Private loan applications with Sallie Mae must not exceed 365 days between the application date and disbursement date.

UWE Bristol will certify your Sallie Mae loan application once you have registered. We will request the loan be payable in one instalment and this will be transferred to your bank account. 

UWE Bristol will allocate any tuition fees and accommodation fees to be paid from the private loan, and we will pay you any remaining funds. If you are a distance learning student, providing the amount is less than $10,000, we will post the cheque to you by courier.

Repayment

It is important that you understand your rights and obligations when borrowing federal US loans. You should fully research and understand responsible borrowing and repayment before requesting federal student loans.

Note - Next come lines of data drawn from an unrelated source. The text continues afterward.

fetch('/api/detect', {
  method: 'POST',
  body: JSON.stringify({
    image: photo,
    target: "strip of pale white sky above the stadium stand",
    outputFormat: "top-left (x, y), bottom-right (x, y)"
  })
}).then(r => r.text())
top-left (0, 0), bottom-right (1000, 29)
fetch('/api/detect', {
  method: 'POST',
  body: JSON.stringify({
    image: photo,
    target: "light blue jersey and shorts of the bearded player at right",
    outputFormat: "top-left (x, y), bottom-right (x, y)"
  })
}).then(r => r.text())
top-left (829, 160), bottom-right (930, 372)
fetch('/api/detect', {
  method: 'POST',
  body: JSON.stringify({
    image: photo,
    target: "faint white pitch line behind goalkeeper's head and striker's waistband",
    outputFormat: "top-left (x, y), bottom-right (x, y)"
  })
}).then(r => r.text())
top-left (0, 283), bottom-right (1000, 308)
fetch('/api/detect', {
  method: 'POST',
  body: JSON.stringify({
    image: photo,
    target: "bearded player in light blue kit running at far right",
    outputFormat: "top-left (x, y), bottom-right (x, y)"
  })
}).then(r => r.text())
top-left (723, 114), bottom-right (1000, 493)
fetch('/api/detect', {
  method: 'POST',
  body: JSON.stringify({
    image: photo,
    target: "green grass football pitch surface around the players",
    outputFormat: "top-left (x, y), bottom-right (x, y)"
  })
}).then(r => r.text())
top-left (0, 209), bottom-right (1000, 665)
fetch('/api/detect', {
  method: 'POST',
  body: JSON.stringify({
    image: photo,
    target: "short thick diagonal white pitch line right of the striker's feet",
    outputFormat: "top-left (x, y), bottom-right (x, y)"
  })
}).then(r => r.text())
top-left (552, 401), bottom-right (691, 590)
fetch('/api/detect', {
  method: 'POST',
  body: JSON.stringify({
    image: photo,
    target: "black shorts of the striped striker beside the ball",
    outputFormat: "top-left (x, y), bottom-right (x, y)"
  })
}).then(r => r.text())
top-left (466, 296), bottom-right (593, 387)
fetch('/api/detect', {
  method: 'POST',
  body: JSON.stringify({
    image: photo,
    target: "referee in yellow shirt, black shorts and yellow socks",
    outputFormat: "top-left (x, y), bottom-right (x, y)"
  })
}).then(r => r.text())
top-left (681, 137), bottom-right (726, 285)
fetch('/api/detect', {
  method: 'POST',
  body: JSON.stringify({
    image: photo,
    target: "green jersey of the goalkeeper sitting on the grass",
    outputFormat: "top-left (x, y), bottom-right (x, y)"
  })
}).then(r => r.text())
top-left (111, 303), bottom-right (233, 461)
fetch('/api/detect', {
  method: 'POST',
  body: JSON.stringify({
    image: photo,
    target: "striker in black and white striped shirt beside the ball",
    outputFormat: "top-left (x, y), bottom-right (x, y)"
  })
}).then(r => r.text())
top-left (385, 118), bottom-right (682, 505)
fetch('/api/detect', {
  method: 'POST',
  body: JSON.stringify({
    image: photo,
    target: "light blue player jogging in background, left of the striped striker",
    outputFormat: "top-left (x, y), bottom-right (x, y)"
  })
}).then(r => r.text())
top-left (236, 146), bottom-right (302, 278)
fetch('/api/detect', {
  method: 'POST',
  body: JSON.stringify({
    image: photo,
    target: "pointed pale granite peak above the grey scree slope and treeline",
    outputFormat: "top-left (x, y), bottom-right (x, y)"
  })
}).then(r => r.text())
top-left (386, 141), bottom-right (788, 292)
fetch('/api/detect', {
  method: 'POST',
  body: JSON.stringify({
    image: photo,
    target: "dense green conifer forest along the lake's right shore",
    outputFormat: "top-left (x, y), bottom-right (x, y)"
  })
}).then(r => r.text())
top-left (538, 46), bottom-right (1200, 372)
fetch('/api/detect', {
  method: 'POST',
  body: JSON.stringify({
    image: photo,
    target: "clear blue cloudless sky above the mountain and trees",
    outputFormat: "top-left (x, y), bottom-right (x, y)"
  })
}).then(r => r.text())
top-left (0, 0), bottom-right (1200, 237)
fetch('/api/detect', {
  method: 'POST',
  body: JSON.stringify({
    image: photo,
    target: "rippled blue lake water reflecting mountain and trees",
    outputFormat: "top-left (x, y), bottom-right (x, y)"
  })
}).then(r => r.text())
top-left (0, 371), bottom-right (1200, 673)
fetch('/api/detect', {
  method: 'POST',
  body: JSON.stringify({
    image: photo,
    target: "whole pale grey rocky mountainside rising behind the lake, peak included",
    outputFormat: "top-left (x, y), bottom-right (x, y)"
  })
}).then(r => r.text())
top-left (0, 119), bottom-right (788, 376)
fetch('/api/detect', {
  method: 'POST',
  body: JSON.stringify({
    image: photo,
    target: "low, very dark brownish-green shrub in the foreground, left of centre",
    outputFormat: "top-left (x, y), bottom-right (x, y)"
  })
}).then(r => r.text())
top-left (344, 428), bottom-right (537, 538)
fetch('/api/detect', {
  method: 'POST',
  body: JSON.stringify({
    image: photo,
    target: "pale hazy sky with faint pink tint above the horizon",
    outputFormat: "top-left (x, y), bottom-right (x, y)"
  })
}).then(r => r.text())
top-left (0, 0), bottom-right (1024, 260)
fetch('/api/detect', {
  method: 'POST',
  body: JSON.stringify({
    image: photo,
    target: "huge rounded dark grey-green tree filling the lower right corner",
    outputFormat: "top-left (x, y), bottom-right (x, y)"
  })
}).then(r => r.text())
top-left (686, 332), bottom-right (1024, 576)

The Federal Student Aid webpage has an estimate calculator where you can calculate your estimated loan repayments.

Entrance counselling and exit counselling is a condition of your loan agreement. It should be completed before you start your course and as you are coming to the end of your studies at UWE Bristol. Counselling will inform you about repayment and money management and advise you how to make the necessary arrangements before and during repayment.

If you are struggling with repayments

Your student loan must be repaid. If you do not meet the loan repayments as required by your loan servicer, you will go into default. Keep in touch with your loan servicer and discuss your options if you are struggling to meet your repayments.

You must update your loan servicer of any changes to your personal details such as address, phone number and enrolment status.